Y aunque a lo largo y ancho del pueblo todos los hombres fingían un enorme desinterés por todo ese fastidioso asunto de la fiesta, se aseguraron de que sus zapatos de baile estuvieran bien relucientes, de que sus fracs estuvieran impecables y de haber invitado a bailar a la mujer con la que deseaban compartir la primera pieza. Después de todo, las damas seguro que se mostrarían más predispuestas de lo acostumbrado al coqueteo, dado que se estaba celebrando el día de San Valentín.

Aquellas personas demasiado mayores para bailar, para coquetear o para soñar con un romance arrebatador esperaban una velada bulliciosa en la que cotillear y jugar a las cartas… y un festín delicioso que siempre era lo mejor de todas las celebraciones locales.

Por tanto, salvo por las quejas de los más jóvenes del pueblo, todos se mostraban entusiasmados con el baile, ya fuera abiertamente o para sus adentros.

Sin embargo, había una excepción muy notable.

– ¡Una fiesta pueblerina, por el amor de Dios! -Elliott Wallace, vizconde de Lyngate, estaba repantingado en un sillón una hora antes de que diera comienzo el baile; sobre el apoyabrazos había colocado una pierna, que balanceaba con impaciencia-. ¿Podríamos haber llegado en peor momento aunque nos lo hubiéramos propuesto, George?
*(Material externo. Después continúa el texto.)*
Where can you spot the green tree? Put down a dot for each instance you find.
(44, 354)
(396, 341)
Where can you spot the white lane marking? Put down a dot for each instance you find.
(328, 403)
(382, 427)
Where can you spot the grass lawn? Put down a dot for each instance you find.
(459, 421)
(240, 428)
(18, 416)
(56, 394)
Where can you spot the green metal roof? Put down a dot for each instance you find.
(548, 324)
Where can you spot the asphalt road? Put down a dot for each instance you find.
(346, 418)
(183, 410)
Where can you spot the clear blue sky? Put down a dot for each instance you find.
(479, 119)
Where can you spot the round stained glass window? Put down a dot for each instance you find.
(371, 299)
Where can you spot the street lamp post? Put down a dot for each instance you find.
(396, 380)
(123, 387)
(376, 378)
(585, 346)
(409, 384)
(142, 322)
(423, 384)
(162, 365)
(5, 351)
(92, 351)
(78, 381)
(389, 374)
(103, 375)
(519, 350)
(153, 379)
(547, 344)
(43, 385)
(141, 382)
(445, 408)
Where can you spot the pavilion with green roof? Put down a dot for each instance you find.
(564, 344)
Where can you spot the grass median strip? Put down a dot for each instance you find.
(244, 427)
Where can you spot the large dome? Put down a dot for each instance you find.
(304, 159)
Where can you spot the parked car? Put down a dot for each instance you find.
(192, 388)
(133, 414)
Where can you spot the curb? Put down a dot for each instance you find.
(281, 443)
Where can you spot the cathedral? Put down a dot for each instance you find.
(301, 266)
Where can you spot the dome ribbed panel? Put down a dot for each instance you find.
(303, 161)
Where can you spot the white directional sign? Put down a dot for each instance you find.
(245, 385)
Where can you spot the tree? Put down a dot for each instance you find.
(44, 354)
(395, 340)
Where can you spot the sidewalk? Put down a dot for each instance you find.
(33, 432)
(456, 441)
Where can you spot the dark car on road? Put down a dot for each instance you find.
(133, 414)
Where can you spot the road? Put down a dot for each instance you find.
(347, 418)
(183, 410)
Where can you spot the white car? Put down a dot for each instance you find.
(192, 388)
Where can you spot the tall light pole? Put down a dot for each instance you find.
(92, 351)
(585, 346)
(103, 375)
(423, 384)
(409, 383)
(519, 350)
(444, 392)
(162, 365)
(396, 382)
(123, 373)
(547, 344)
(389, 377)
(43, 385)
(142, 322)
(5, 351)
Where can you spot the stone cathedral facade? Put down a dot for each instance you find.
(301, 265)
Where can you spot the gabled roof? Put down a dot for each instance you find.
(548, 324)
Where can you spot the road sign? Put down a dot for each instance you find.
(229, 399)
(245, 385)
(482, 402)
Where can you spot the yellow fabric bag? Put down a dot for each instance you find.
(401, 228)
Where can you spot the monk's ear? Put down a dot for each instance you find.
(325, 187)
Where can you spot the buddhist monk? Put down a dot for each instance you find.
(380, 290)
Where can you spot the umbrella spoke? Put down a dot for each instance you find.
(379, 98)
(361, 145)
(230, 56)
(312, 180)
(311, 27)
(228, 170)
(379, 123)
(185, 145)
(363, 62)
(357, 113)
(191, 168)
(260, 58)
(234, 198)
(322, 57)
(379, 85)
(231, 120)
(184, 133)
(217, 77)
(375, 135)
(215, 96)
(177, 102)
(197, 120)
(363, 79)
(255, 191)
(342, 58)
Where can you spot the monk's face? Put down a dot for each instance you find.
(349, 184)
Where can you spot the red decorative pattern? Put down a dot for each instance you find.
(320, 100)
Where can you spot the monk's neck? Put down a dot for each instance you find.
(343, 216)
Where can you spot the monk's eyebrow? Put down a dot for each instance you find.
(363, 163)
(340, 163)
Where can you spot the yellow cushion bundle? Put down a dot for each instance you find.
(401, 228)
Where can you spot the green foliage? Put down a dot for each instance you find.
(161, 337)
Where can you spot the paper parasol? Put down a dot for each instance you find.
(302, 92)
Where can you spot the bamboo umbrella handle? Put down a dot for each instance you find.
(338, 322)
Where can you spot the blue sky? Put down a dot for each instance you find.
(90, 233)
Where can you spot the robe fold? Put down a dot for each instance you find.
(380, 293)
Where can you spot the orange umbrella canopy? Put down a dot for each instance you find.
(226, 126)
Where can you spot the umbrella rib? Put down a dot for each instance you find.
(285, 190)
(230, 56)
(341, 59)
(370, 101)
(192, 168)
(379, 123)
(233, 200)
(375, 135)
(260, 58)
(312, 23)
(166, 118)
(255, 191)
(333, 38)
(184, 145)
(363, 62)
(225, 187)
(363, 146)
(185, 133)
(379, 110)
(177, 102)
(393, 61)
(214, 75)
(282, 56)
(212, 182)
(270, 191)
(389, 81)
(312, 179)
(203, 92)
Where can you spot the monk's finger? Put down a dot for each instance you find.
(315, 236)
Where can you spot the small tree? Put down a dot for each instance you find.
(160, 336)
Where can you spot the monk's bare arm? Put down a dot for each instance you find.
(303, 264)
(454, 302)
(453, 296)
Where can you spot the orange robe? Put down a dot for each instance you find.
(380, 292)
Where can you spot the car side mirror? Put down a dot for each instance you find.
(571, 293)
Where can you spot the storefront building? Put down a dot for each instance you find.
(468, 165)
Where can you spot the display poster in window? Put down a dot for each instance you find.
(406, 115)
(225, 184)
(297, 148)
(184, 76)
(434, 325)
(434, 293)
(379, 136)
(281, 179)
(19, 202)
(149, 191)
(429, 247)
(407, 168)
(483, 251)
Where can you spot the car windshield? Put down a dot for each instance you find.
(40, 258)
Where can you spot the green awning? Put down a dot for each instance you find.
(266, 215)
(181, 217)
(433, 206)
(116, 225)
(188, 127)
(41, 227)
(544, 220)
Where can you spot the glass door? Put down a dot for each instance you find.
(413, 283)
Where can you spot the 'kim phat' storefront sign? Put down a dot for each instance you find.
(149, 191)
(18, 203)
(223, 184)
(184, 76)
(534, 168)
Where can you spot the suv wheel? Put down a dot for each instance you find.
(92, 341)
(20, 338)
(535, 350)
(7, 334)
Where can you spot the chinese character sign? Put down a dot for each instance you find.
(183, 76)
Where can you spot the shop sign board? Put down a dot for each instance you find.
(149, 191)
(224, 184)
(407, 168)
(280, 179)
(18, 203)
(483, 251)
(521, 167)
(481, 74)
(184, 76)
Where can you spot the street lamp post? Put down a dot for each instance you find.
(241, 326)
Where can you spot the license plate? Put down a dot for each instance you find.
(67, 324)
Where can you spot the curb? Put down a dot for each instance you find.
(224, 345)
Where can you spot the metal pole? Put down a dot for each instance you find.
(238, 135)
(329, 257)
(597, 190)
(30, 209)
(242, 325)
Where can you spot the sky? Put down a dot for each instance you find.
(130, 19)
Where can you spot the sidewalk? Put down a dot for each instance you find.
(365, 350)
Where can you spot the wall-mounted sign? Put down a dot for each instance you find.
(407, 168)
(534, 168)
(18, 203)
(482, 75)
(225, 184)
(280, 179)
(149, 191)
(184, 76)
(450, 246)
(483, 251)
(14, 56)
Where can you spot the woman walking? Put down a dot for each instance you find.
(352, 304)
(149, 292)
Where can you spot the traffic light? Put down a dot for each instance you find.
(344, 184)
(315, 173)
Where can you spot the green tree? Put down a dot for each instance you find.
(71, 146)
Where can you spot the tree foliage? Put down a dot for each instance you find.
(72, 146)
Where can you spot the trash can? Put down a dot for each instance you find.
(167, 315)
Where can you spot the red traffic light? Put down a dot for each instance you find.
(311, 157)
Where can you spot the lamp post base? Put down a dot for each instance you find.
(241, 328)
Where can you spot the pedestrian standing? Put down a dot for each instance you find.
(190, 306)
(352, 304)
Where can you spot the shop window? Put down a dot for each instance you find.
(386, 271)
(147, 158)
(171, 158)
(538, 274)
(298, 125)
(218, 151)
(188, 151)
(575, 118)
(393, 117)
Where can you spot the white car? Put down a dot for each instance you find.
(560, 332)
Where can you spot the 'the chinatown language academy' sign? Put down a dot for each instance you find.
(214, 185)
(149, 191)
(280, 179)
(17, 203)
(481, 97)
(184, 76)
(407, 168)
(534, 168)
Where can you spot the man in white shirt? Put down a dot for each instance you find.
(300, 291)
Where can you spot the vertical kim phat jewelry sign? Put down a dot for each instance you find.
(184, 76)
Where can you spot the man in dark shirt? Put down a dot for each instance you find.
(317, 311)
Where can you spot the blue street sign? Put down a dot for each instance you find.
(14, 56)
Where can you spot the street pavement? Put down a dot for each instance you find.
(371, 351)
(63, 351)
George Bowen, que estaba delante de la chimenea para calentarse las manos, sonrió sin dejar de mirar las ascuas.

– ¿Bailar con unas cuantas pueblerinas solteras no te parece un buena forma de divertirse? -preguntó-. Pues tal vez sea lo que necesitamos para aliviar los músculos que tenemos agarrotados por el largo viaje.
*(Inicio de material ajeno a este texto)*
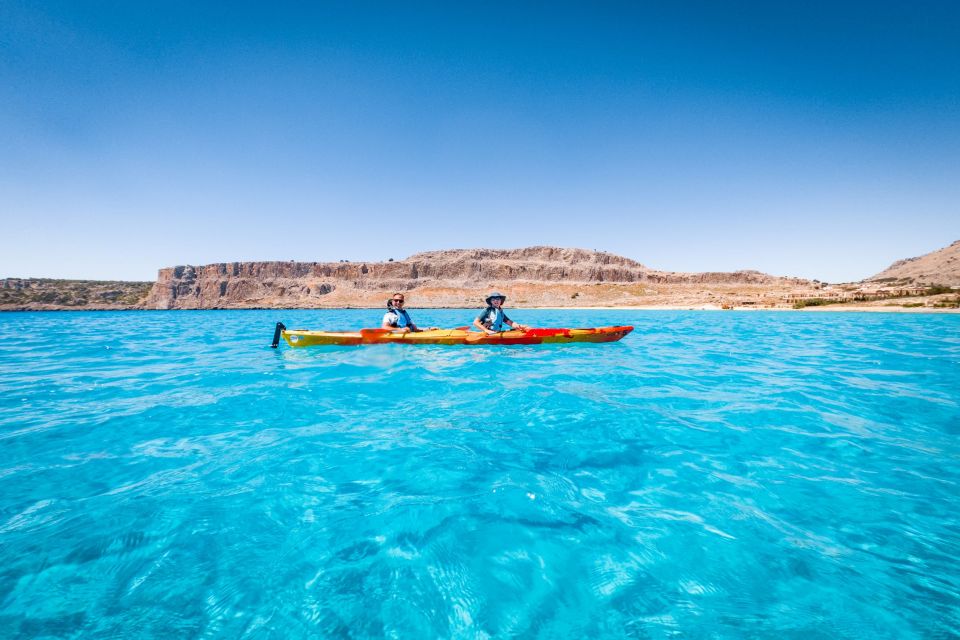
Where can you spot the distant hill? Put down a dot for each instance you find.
(938, 267)
(50, 293)
(531, 276)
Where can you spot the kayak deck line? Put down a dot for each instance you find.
(306, 338)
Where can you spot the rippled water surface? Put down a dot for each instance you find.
(713, 475)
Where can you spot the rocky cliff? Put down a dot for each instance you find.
(941, 267)
(533, 276)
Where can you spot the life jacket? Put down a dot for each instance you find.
(498, 317)
(402, 317)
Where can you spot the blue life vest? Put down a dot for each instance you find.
(498, 317)
(403, 318)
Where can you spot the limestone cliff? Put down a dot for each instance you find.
(533, 276)
(941, 267)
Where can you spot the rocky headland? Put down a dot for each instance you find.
(531, 277)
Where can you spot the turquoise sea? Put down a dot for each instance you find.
(713, 475)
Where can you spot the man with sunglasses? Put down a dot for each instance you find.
(397, 318)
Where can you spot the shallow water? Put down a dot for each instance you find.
(713, 475)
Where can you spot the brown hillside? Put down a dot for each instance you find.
(532, 276)
(938, 267)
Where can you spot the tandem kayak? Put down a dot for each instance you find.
(304, 338)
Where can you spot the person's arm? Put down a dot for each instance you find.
(515, 325)
(479, 325)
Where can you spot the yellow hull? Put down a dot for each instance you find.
(303, 338)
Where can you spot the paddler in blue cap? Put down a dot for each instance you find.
(493, 320)
(397, 318)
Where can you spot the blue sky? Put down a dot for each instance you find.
(809, 139)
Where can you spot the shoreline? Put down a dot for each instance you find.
(678, 307)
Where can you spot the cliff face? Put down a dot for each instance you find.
(532, 276)
(938, 267)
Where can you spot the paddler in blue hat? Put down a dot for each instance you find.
(493, 320)
(397, 318)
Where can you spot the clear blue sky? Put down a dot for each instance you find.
(814, 139)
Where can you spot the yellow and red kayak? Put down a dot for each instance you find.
(304, 338)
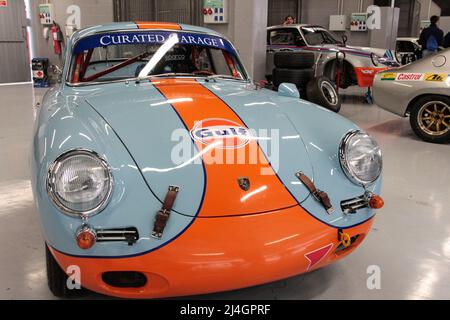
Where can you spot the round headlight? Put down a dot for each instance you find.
(375, 59)
(80, 183)
(360, 158)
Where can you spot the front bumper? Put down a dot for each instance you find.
(366, 75)
(220, 254)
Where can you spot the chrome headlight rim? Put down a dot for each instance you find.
(51, 191)
(375, 59)
(344, 163)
El vizconde de Lyngate miró a su secretario y amigo con seriedad.

– ¿Has hablado en plural? Creo que estás equivocado, amigo mío -le aseguró-. Puede que a ti te guste pasar toda la noche bailando. Pero yo preferiría una botella de buen vino, si es que se puede encontrar semejante lujo en este remedo de posada, un buen fuego en la chimenea y una buena noche de sueño si no se me presenta nada mejor. Y una fiesta pueblerina no entra en esa categoría ni por asomo. Sé de buena tinta que esas idílicas pastorales que aseguran que las doncellas campestres no solo abundan, sino que son siempre rubias, voluptuosas, de mejillas sonrosadas y muy dispuestas solo son patrañas que no valen ni el papel en el que están escritas. Vas a bailar con señoras casadas de caras largas y con sus atontadas hijas, George, date por avisado. Y tendrás que entablar conversación con un buen número de caballeros con la cabeza aún más hueca que la de sir Humphrey Dew.